The boar jumped up again, huge testicles swinging underneath—a spastic jerk in the air. Boar-Clausen struck him on the back.
“You damned moron!”
He bent down breathlessly over his own large paunch, glaring at the boar’s protruding dick. Then he moved laboriously onto his knees, grabbed the boar’s cock and placed it between the gilt’s dirty red flaps. The boar thrust again as the flesh under his pig bristles trembled. Slobbering and grunting, his snout was pressed against the gilt’s neck for what seemed like an eternity.
I should have gone about my business, but it was impossible to look away now, and even if I could, it seemed more childish and embarrassing than staying.

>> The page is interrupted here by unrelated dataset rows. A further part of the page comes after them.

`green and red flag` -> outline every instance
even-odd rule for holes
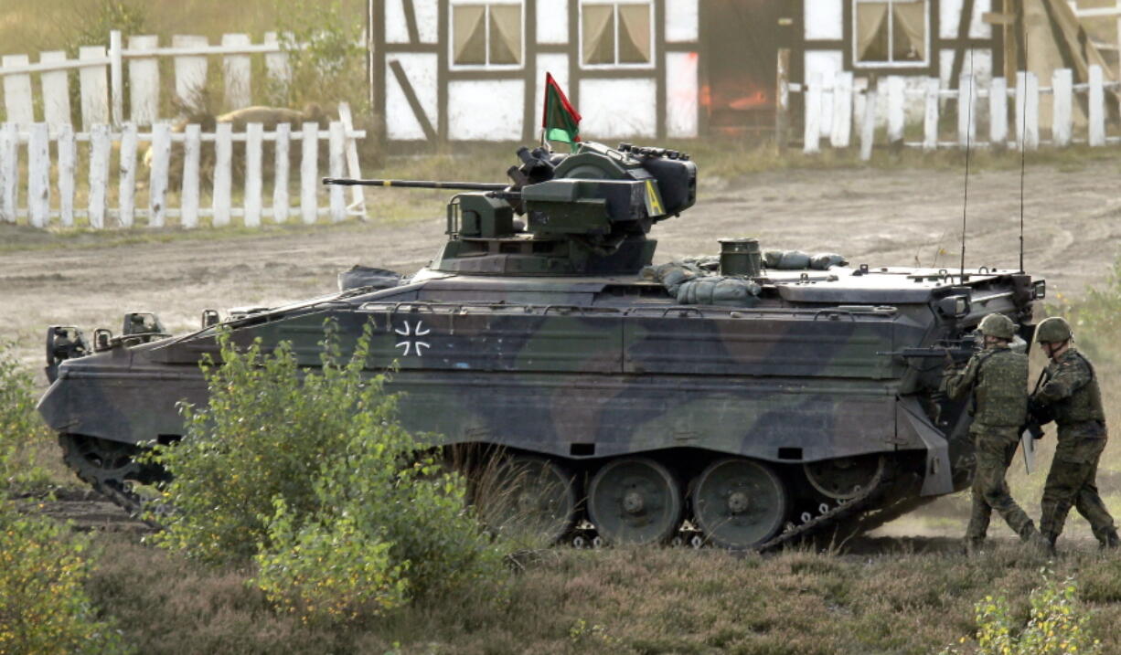
[[[550,73],[545,74],[545,111],[541,116],[547,141],[580,143],[580,113],[572,106]]]

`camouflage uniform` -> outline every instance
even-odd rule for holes
[[[1094,367],[1074,347],[1047,366],[1047,382],[1031,397],[1051,410],[1058,425],[1058,446],[1044,487],[1039,528],[1051,544],[1063,532],[1074,505],[1105,546],[1118,545],[1118,534],[1097,495],[1097,460],[1105,449],[1105,413]]]
[[[1027,384],[1028,356],[1000,345],[974,355],[964,371],[948,373],[943,380],[943,391],[952,399],[973,392],[970,434],[975,446],[976,468],[973,507],[965,531],[967,545],[985,537],[993,509],[1020,539],[1029,541],[1036,533],[1035,524],[1012,499],[1004,481],[1027,417]]]

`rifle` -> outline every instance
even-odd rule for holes
[[[890,350],[887,353],[877,353],[877,355],[888,355],[892,357],[920,357],[920,358],[939,358],[945,359],[949,356],[955,365],[964,364],[969,362],[970,357],[978,353],[978,340],[973,336],[963,337],[961,339],[943,340],[934,346],[925,346],[917,348],[904,348],[901,350]]]
[[[1031,395],[1036,395],[1040,387],[1047,382],[1047,369],[1044,368],[1036,380],[1036,386]],[[1023,447],[1023,468],[1028,475],[1036,464],[1036,439],[1044,438],[1044,425],[1055,420],[1050,408],[1034,400],[1028,400],[1028,419],[1020,425],[1020,445]]]

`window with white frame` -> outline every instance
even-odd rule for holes
[[[929,0],[854,0],[854,66],[920,66],[929,60]]]
[[[516,68],[525,39],[521,0],[452,1],[452,66]]]
[[[580,52],[584,67],[654,65],[654,7],[650,0],[585,0],[580,10]]]

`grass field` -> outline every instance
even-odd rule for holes
[[[277,15],[296,6],[314,7],[311,0],[169,0],[120,2],[142,17],[142,34],[155,34],[167,44],[172,35],[202,35],[216,43],[223,34],[244,32],[259,43],[266,31],[276,30]],[[365,19],[363,0],[339,0],[340,7]],[[90,29],[105,0],[3,0],[0,4],[0,55],[33,55],[62,50]],[[106,31],[105,44],[109,43]],[[33,55],[33,59],[35,56]]]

Neither of the men seemed to be bothered by it, but I felt a terrible, deep shame as the pig emptied itself, still with Boar-Clausen’s hand around the root of his corkscrew cock, a tired-of-life expression on his face.

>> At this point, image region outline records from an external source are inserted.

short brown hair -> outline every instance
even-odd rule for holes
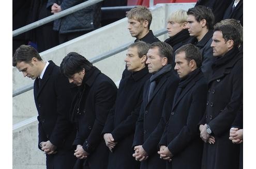
[[[39,61],[42,60],[35,48],[32,46],[22,45],[16,49],[12,57],[12,66],[16,66],[17,62],[23,61],[30,63],[33,58],[36,58]]]
[[[135,20],[141,23],[144,21],[148,22],[148,28],[149,29],[150,25],[152,21],[152,14],[150,10],[144,6],[138,6],[132,8],[126,14],[128,19]]]

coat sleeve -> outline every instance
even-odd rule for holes
[[[170,112],[165,111],[165,110],[166,110],[165,108],[171,108],[172,106],[173,98],[178,84],[178,79],[177,79],[176,80],[174,81],[169,86],[166,92],[165,100],[163,105],[163,110],[161,112],[161,117],[157,127],[150,134],[142,145],[144,149],[149,155],[154,153],[156,149],[158,148],[158,144],[170,117]]]
[[[202,50],[203,63],[201,66],[202,72],[204,75],[208,79],[210,73],[212,72],[211,66],[213,64],[213,48],[210,47],[210,44],[213,41],[212,38],[208,40],[203,48]]]
[[[185,148],[195,137],[199,137],[198,124],[205,111],[206,105],[202,103],[206,100],[206,83],[199,86],[192,95],[186,124],[168,146],[169,150],[174,155]]]
[[[133,138],[133,142],[132,143],[132,149],[134,147],[139,145],[142,145],[143,143],[143,122],[144,122],[144,113],[143,106],[141,107],[140,111],[140,115],[136,122],[136,127],[135,128],[135,133]]]
[[[126,120],[116,126],[111,132],[115,141],[118,142],[126,136],[134,132],[136,122],[140,115],[140,110],[142,103],[143,91],[141,92],[141,94],[140,94],[140,98],[138,100],[138,102],[133,111],[131,112],[130,115]]]
[[[69,84],[67,78],[60,74],[54,81],[57,117],[50,141],[57,147],[63,143],[65,138],[73,129],[69,120],[69,111],[72,98]]]
[[[68,8],[71,8],[76,6],[78,4],[81,4],[84,2],[87,1],[84,0],[64,0],[63,1],[61,4],[59,4],[61,5],[61,7],[62,8],[62,10],[64,10]]]
[[[99,85],[95,95],[95,120],[89,135],[83,144],[83,148],[88,153],[92,153],[101,140],[104,127],[109,111],[112,108],[116,97],[115,85],[108,81]]]
[[[235,120],[237,112],[241,106],[243,99],[243,62],[238,61],[235,64],[232,79],[232,93],[229,103],[218,116],[208,124],[213,133],[220,136],[229,130]]]

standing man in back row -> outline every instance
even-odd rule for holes
[[[152,15],[146,7],[143,6],[135,7],[127,13],[126,17],[130,33],[132,37],[136,38],[134,42],[142,41],[151,44],[160,41],[149,29]]]
[[[38,112],[38,148],[46,154],[47,169],[72,168],[74,127],[69,121],[73,95],[68,78],[51,60],[44,61],[31,46],[21,45],[12,65],[24,77],[35,79],[34,96]]]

“That’s her seen to,” said Anders, clicking his tongue. “That’s how it goes, Jacob. But you knew that well already?”
After Boar-Claus had gotten the boar back in the truck, drunk a cup of coffee, and driven off again, Anders rubbed the gilt’s scratched back with cow udder cream. He mumbled low and comfortingly, smiling at me as the gilt leaned against him, letting him scratch her behind the ears. “A good boy,” as my mother always said. “Anders is such a good boy.”
But his body was sharp and hard under his shirt, as if he were made of wood and iron and stone.